The economic and operational advantages of DPC for aerospace castings are substantial. By reducing defect rates and improving material utilization through simpler gating systems, DPC lowers production costs and waste. Additionally, the enhanced mechanical properties allow for potential weight savings in aircraft designs, contributing to overall fuel efficiency. Our study confirms that DPC-produced ZM5 castings meet or exceed all aerospace specifications for strength, ductility, and corrosion resistance, making them viable for critical structural applications. Future work will explore scaling this technology to other magnesium alloys and more complex geometries, further pushing the boundaries of lightweight aerospace castings.

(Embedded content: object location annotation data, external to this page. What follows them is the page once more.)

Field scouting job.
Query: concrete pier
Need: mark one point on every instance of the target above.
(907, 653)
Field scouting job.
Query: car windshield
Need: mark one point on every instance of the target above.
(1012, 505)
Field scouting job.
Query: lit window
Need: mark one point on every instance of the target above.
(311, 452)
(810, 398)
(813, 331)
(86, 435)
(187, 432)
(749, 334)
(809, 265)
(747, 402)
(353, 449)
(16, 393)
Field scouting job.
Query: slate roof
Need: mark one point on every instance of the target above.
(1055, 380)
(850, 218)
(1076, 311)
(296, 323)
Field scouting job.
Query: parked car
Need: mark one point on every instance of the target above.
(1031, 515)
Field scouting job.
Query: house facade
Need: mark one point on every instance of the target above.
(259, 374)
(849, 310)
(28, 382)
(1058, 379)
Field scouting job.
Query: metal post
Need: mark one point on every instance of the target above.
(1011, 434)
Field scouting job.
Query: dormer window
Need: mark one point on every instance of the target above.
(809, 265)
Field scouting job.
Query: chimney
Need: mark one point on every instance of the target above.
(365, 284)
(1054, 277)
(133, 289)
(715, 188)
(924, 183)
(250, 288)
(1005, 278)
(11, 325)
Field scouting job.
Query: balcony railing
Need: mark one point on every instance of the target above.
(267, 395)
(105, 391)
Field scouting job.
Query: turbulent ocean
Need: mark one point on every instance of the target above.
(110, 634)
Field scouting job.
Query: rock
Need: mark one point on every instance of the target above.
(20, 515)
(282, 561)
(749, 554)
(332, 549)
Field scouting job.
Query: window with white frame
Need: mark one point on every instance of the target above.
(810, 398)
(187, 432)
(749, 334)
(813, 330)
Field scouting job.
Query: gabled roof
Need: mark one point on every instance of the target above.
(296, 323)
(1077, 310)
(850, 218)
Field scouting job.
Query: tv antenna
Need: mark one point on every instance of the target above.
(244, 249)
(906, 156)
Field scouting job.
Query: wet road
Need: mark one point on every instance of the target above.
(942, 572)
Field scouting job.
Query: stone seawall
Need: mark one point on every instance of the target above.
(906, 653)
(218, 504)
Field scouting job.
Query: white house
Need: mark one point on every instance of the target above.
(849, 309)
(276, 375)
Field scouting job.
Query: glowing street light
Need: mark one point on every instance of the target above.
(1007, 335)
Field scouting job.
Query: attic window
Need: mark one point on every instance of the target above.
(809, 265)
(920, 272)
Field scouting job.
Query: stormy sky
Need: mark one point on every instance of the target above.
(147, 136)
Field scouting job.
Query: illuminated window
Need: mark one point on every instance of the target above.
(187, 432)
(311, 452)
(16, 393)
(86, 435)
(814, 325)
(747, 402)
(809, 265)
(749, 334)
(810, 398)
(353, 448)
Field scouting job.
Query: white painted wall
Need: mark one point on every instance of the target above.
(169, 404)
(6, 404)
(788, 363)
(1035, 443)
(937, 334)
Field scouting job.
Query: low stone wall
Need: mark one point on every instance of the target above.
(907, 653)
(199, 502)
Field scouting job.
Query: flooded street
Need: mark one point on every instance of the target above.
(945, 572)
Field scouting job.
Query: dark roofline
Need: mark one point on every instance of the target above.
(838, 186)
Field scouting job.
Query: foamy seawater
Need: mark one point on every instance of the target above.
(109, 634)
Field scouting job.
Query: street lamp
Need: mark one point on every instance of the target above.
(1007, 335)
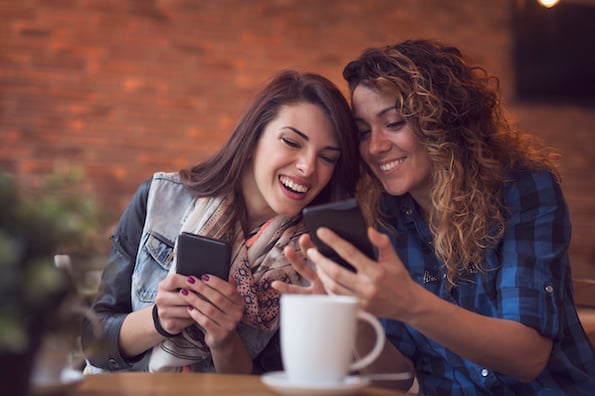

In summary, this research validates differential pressure casting as a transformative method for manufacturing large, complex ZM5 magnesium alloy aerospace castings. Through systematic parameter design and gating modifications, we achieved significant improvements in metallurgical quality, with tensile strength, yield strength, and elongation surpassing technical requirements by margins up to 264%. The corrosion resistance of DPC castings also outperformed traditional gravity castings, ensuring longevity in service environments. By addressing defects via process optimization, we elevated casting yield to 44.4%, demonstrating the commercial viability of DPC for high-performance aerospace castings. These findings pave the way for broader adoption of pressure-assisted casting techniques in aerospace manufacturing, ultimately supporting the industry’s goals of lightweighting and enhanced performance.